Service Delivery Standards and Quality Improvement:

  • Maintain confidential, accurate and current client records, including complete and thorough documentation for each client contact, in compliance with relevant privacy legislation and in accordance with professional standards and internal policies
  • Ensure that client consents, privacy, and confidentiality are maintained in compliance with legislation, professional standards/regulations and internal policies
  • Maintain an advanced level of knowledge of Alzheimers disease and other dementias, including clinical manifestations, behaviours, current care practices, treatment options, placement options, available community resources, and all relevant legislation
  • Assist with the development and maintenance of policies, procedures and resources to support First Link referrals, intake, system navigation, care coordination, and follow-up activities
  • Participate in knowledge transfer and exchange and collaborate with Alzheimer Societies across Ontario to support the delivery of best practices and ongoing quality improvement

There is a requirement to be in the office minimum 1-day a week.

Some occasional evening work may be required.

What You Bring:

Education:

  • Minimum Bachelor degree in social work, MSW preferred.
  • Registration with OCSWSSW, in good standing, required.

Experience:

  • 3 to 5 years client service experience in the health and/or social service sectors
  • Experience working directly with people living with Alzheimers disease or other dementias and their care partners
  • Experience and knowledge in management of chronic and complex health conditions
  • Knowledge of available community services/supports and clinical, social and residential care options
  • Understanding of roles and linkages across primary care, community care and specialized geriatric services
  • Strong knowledge of client-centred philosophy
  • Knowledge of clinical practices and training models related to dementia (eg: P.I.E.C.E.S. and U-First!)
  • Experience in assessment and care planning/coordination
  • Experience working in settings requiring inter-professional collaboration

Other Knowledge, Skills and Attributes:

  • Excellent communication (verbal and written)
  • Exceptional interpersonal skills, including shared decision-making and facilitation
  • Ability to prioritize workload and manage competing tasks
  • Ability to take initiative and be resourceful
  • Excellent problem-solving and change management skills
  • Proficiency in technology (e.g.: Microsoft office and case management and care coordination systems)
  • Demonstrated ability to work independently and within a team
  • Expertise and experience in cultural sensitivity and diversity
  • Ability to speak French or other languages an asset

What We Offer:

Work life balance is important to us here at the Alzheimer Society.
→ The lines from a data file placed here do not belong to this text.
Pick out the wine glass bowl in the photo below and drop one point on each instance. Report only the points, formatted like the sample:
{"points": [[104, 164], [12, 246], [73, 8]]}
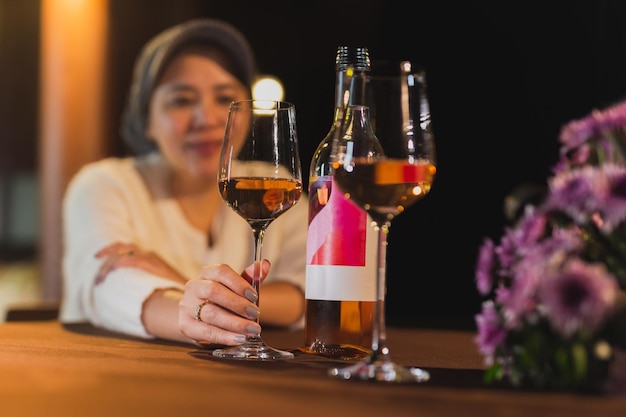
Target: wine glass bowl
{"points": [[259, 177], [385, 168]]}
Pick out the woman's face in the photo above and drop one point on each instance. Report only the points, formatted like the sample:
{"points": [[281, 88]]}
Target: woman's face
{"points": [[188, 112]]}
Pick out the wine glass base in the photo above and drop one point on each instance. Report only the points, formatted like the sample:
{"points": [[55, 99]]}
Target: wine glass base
{"points": [[382, 371], [253, 349]]}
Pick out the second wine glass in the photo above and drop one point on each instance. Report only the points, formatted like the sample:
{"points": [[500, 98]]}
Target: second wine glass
{"points": [[260, 178], [384, 169]]}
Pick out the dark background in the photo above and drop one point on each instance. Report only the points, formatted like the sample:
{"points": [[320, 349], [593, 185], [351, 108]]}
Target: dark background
{"points": [[504, 76]]}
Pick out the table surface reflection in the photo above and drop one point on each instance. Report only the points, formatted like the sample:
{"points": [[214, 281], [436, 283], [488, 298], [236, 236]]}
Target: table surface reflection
{"points": [[47, 369]]}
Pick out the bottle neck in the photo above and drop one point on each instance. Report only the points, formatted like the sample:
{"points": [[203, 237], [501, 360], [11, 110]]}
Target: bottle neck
{"points": [[354, 86]]}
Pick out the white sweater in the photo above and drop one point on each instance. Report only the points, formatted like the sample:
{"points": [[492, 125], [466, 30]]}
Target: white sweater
{"points": [[108, 201]]}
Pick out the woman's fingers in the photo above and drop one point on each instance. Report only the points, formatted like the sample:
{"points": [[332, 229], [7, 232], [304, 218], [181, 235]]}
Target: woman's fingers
{"points": [[220, 307]]}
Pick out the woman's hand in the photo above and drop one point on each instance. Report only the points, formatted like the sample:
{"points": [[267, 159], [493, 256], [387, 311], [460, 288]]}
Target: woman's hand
{"points": [[220, 306], [118, 255]]}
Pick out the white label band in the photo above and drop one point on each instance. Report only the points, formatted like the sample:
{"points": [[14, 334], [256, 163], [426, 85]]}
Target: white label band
{"points": [[337, 283]]}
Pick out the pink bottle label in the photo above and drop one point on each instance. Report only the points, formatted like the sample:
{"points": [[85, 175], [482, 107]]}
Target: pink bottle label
{"points": [[337, 228]]}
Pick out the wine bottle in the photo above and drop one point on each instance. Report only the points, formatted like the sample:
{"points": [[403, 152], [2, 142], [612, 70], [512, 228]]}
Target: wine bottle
{"points": [[341, 246]]}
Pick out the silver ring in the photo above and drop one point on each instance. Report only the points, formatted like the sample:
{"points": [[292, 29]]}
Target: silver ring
{"points": [[199, 310]]}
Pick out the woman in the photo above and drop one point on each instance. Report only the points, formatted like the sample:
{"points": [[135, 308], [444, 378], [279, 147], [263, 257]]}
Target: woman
{"points": [[150, 249]]}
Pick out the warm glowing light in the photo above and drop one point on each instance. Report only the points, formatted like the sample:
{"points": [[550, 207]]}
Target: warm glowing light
{"points": [[268, 87]]}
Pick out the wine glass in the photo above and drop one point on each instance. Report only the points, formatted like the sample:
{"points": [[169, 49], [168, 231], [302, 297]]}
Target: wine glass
{"points": [[385, 183], [260, 178]]}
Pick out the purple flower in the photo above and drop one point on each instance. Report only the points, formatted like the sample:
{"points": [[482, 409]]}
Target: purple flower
{"points": [[612, 207], [578, 193], [555, 276], [578, 296]]}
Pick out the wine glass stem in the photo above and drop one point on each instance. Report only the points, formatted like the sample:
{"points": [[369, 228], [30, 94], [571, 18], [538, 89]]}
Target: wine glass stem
{"points": [[258, 246], [379, 332]]}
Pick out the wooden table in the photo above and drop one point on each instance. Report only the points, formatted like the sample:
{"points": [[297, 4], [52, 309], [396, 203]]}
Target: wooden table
{"points": [[50, 370]]}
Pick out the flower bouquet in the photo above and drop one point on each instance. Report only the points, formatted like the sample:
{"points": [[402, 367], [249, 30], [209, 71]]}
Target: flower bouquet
{"points": [[554, 313]]}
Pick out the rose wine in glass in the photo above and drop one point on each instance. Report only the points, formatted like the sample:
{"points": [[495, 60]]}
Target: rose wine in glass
{"points": [[260, 178], [385, 183]]}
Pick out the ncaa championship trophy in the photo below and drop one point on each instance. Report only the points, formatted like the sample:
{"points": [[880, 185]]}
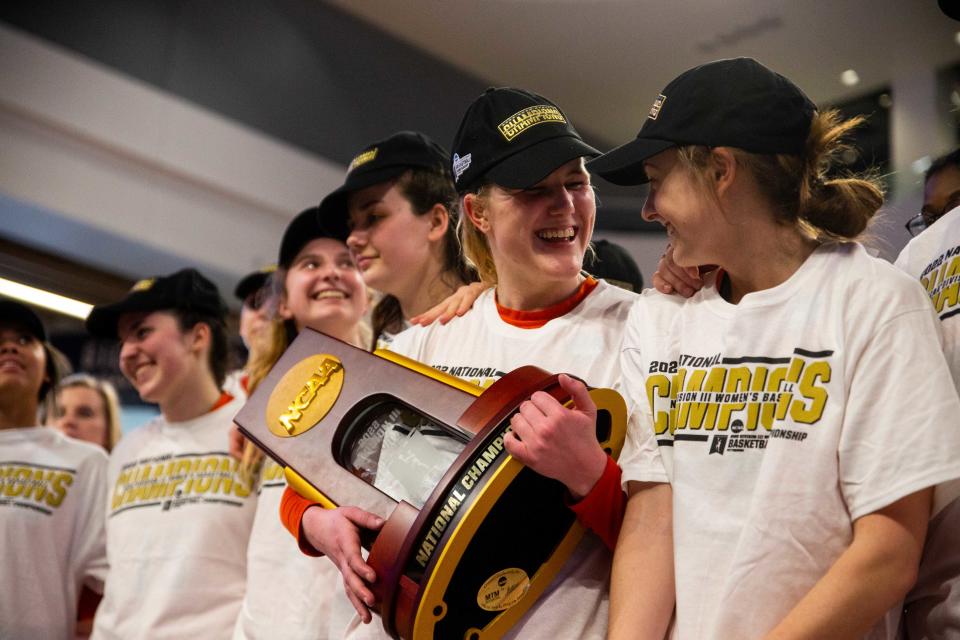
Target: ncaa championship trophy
{"points": [[471, 537]]}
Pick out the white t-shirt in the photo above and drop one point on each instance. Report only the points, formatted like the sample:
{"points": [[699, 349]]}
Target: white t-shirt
{"points": [[480, 347], [782, 420], [933, 606], [933, 258], [289, 595], [178, 521], [52, 490]]}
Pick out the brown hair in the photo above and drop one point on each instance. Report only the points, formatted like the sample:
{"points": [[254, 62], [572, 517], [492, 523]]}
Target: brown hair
{"points": [[798, 186], [424, 188]]}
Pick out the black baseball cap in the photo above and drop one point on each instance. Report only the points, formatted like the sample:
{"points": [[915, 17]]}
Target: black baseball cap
{"points": [[513, 138], [728, 103], [378, 162], [611, 262], [185, 290], [15, 313], [253, 281]]}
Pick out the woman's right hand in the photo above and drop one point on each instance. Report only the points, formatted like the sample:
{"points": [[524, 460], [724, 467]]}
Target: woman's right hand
{"points": [[672, 278], [457, 304], [336, 533]]}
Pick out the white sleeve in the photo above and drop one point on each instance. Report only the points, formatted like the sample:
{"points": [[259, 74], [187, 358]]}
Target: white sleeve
{"points": [[900, 428], [90, 556], [641, 458]]}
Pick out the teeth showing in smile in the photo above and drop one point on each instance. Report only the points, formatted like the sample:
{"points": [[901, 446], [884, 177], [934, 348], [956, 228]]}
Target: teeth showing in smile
{"points": [[339, 295], [558, 235]]}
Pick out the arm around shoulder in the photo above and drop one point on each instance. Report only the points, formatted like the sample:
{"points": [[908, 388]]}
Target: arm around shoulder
{"points": [[642, 592]]}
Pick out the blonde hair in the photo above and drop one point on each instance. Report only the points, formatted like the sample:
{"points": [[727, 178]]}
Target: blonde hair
{"points": [[108, 395], [797, 186], [473, 242]]}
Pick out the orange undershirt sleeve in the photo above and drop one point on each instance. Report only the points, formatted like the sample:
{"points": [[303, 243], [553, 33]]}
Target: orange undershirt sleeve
{"points": [[292, 507], [602, 509]]}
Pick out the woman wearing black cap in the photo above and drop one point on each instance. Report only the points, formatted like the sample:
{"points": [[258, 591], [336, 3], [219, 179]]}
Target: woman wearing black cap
{"points": [[52, 488], [178, 513], [399, 203], [529, 213], [290, 595], [801, 455]]}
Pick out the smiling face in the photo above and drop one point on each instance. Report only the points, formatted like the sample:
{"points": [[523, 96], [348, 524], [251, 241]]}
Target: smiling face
{"points": [[81, 414], [156, 356], [22, 362], [389, 240], [677, 201], [323, 289], [538, 236]]}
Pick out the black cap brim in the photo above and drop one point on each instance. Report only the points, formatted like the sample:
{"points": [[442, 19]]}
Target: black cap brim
{"points": [[624, 164], [22, 315], [334, 216], [306, 226], [532, 164], [103, 320], [250, 283]]}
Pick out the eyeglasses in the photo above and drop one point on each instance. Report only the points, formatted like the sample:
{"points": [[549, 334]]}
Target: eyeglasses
{"points": [[918, 223]]}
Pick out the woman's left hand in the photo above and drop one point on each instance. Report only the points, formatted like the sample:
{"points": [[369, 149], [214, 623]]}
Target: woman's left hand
{"points": [[559, 442], [457, 304]]}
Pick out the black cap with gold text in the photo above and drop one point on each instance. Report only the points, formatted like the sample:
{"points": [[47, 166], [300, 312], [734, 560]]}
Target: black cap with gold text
{"points": [[728, 103], [513, 138], [185, 290]]}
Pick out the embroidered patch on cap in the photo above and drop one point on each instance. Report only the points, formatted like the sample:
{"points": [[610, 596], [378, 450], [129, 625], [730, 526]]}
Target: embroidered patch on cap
{"points": [[657, 105], [523, 120], [460, 164], [142, 285], [363, 158]]}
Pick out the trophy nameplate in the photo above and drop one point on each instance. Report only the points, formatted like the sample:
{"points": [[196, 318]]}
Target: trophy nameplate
{"points": [[472, 537]]}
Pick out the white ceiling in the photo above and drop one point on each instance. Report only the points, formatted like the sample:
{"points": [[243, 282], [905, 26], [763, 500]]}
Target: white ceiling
{"points": [[603, 61]]}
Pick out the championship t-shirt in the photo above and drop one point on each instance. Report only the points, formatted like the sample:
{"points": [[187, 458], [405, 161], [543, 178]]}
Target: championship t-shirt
{"points": [[933, 605], [178, 521], [782, 420], [481, 347], [289, 595], [52, 490]]}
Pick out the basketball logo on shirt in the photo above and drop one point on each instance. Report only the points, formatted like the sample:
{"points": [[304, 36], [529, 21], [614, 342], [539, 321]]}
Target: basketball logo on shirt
{"points": [[696, 395]]}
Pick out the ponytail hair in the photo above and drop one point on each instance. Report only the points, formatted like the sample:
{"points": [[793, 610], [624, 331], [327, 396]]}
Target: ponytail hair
{"points": [[798, 186], [425, 188]]}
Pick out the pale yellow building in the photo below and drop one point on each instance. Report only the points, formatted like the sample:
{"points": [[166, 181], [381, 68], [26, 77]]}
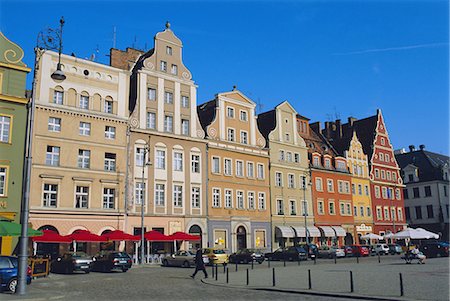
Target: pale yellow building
{"points": [[79, 147], [292, 217]]}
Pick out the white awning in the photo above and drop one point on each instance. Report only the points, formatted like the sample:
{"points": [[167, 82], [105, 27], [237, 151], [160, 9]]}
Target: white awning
{"points": [[328, 231], [299, 231], [284, 231], [340, 232], [313, 231]]}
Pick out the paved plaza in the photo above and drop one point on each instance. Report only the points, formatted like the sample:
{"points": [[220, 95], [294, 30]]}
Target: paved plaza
{"points": [[329, 280]]}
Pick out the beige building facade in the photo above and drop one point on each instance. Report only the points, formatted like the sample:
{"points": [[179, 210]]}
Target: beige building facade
{"points": [[79, 147], [290, 193]]}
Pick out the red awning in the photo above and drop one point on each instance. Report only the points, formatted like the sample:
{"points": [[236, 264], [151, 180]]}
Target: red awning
{"points": [[184, 236], [156, 236], [119, 235], [50, 236], [85, 236]]}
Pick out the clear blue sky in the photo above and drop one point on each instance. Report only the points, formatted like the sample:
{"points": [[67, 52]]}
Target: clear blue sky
{"points": [[328, 58]]}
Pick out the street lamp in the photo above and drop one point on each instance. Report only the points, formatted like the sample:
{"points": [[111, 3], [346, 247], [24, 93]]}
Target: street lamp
{"points": [[145, 150], [46, 40]]}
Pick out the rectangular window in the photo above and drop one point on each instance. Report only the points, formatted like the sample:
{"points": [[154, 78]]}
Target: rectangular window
{"points": [[139, 193], [58, 97], [240, 199], [250, 170], [227, 167], [151, 120], [110, 162], [185, 127], [81, 197], [280, 207], [216, 197], [292, 207], [430, 212], [178, 196], [177, 161], [50, 195], [168, 124], [261, 201], [54, 124], [163, 66], [160, 195], [239, 168], [108, 106], [230, 112], [84, 102], [278, 179], [195, 163], [84, 158], [168, 97], [3, 181], [52, 155], [5, 127], [110, 132], [230, 135], [174, 69], [108, 198], [195, 197], [427, 191], [85, 128], [291, 181], [185, 101], [151, 94], [260, 171], [251, 200], [228, 198], [216, 165], [244, 137]]}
That is why we offer our employees:

  • Paid Personal Days (2) & Equity Floater Days (3) per fiscal year, that can be used at any time
  • 15 days (3 weeks) paid vacation per fiscal year.
  • 18 paid sick days per fiscal year.
  • Hybrid working arrangements: include working from home, choice of offices and flexible hours

Hiring Range & Salary Range:

Hiring Zone: $62,000 - $68,000

Commitment to Equitable Recruitment:

The Alzheimer Society recognizes the value and dignity of each individual and ensures everyone has genuine, open, and unhindered access to employment opportunities, free from any barriers, systemic or otherwise. Accommodations are available on request for candidates taking part in all aspects of the selection process, in accordance with the Human Rights Code and AODA.

The Alzheimer Society welcomes those who have demonstrated a commitment to upholding the values of equity and we encourage applications from First Nations, Inuit and Mtis, Indigenous Peoples of North America, Black and persons of colour, persons with disabilities, people living with dementia, care partners and those who identify as 2SLGBTQIA+.